La plante originaire
Ernst Jünger s'inscrit ici dans une tradition qui remonte à Goethe. Ce grand poète fut aussi un biologiste en rupture aussi bien avec la science de son époque, déjà mécaniste, qu'avec la tradition finaliste. Au lieu de réduire la vie à ses éléments pour établir ensuite les lois de sa croissance, Goethe part des formes achevées de la vie - les fleurs dans le cas des plantes - et mettant à profit une intuition englobant la matière et l'esprit, il parvient après de nombreuses études comparées à entrevoir la Urpflanz, la plante originaire, c'est-à-dire la forme spirituelle qui est à l'origine de la totalité des plantes. Goethe aurait-il ainsi eu à la fois l'intuition que le génome est une forme, une structure, donc une réalité spirituelle - et celle de l'évolution des plantes à partir d'une souche commune? Pour Goethe, tout était oeuvre d'art. À ses yeux, un même principe créateur, la vie, était à l'oeuvre dans les plantes, les animaux, et les auteurs de tragédie ou de symphonie.
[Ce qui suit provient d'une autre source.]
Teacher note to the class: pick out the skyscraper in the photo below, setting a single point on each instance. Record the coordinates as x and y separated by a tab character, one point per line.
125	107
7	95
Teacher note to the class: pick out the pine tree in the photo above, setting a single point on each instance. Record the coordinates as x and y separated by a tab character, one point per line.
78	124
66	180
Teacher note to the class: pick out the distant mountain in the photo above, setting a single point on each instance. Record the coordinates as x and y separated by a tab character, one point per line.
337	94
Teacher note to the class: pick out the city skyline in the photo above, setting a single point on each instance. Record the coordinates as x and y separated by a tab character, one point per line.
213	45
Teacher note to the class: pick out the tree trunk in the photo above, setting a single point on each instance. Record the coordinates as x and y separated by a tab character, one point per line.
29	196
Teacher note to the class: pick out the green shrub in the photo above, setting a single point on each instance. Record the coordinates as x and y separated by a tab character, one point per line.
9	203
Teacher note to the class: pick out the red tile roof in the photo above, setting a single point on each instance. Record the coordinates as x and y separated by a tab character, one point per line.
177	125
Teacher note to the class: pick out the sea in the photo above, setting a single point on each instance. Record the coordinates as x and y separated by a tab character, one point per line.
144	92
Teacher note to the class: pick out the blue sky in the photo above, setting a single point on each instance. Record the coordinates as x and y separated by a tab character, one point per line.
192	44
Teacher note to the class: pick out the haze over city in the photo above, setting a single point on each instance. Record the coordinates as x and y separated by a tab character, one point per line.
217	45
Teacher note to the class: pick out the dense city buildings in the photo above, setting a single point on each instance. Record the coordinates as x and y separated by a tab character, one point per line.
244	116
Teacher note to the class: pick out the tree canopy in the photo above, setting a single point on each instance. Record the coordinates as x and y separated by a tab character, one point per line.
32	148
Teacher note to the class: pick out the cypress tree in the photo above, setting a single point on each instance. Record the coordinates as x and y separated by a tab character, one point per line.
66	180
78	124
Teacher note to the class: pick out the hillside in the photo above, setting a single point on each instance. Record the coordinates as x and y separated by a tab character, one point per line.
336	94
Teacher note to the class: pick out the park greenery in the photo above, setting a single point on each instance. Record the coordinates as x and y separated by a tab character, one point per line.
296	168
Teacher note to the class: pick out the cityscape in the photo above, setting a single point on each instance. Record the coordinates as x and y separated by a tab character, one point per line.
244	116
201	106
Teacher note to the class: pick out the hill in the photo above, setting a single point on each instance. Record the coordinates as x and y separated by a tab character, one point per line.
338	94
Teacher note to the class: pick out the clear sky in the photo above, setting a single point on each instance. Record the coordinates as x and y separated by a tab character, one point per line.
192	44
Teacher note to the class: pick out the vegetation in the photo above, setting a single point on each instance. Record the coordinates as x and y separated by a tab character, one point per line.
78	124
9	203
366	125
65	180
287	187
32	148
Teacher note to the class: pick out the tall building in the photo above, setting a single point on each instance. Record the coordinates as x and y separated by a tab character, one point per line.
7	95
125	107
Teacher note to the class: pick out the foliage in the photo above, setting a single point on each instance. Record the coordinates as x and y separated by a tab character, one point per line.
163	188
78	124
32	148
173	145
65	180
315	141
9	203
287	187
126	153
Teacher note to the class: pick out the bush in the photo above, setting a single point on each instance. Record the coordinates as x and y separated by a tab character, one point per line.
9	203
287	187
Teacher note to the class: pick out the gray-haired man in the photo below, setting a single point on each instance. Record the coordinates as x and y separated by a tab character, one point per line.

Goethe a lui même parfaitement résumé sa vision du monde et de la vie, quand il a dit à propos de la musique de Mozart: que Dieu, après avoir créé le monde, avait dû éprouver la joie de celui qui écoute la musique de Mozart.
À quoi bon les loupes et les microscopes? Les véritables verres grossissants, ce sont les fleurs elles-mêmes. Il nous faut les contempler jusqu'au moment où elles deviennent transparentes, comme des lentilles, et nous verrons alors, derrière elles, au foyer de la gerbe des rayons, une lumière: la splendeur de la semence spirituelle, qui n'a aucune étendue. Telle est la véritable plante originaire. Quand le monde nous semble vaciller sur ses bases, un regard jeté sur une fleur peut rétablir l'ordre.